Sharing with others our personal experiences of God’s goodness to us also makes an impact. God invites us to declare our gratitude and joy not only to Him but also to those around us (Psalm 66:1). The psalmist eagerly shared in his song the forgiveness God granted him when he turned from his sins (vv. 18–20).
God has done amazing works in the course of history, such as parting the waters of the Red Sea (v. 6). He also does amazing work in each of our personal lives: giving us hope in the midst of suffering, giving us the Holy Spirit to understand His Word, and providing for our daily needs.
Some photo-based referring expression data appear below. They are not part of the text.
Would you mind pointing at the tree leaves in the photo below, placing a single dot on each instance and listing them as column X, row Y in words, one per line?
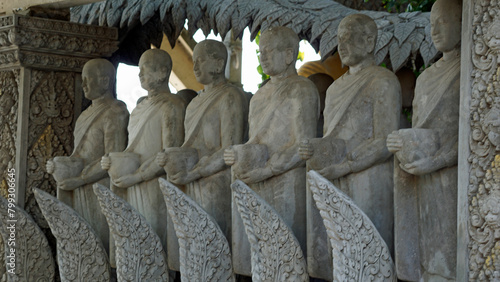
column 403, row 30
column 399, row 54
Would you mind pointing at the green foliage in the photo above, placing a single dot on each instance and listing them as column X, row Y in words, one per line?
column 400, row 6
column 264, row 76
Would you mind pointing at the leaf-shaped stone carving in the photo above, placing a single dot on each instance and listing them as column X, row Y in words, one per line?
column 139, row 253
column 359, row 252
column 33, row 257
column 275, row 252
column 204, row 250
column 383, row 38
column 403, row 30
column 80, row 254
column 313, row 20
column 428, row 51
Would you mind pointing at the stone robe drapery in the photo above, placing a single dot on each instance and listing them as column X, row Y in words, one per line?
column 281, row 115
column 100, row 129
column 156, row 123
column 214, row 121
column 436, row 106
column 361, row 110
When we share with others our personal experiences of God’s work in our lives, we’re giving something of much greater value than an endorsement of a particular purchase—we’re acknowledging God’s goodness and encouraging one another along the journey of life.
Who can you tell about God’s work in your life? What story can you share?
The psalmist writes pointedly about God’s direct role in the bad things that happened to His people (Psalm 66:10–12). This is in no way an accusation against God; rather, it’s an acknowledgment of His love. God had orchestrated those things in order to gain their attention. Without that intervention, they would have continued in their destructive behavior. But before the psalmist makes this point, he invites “all the earth” (v. 1) and “all peoples” (v. 8) to sing God’s praises. In other words, this songwriter is calling on the whole world to join him in praising the One worthy of all praise. God’s plan all along had been for His people to point all peoples to Him.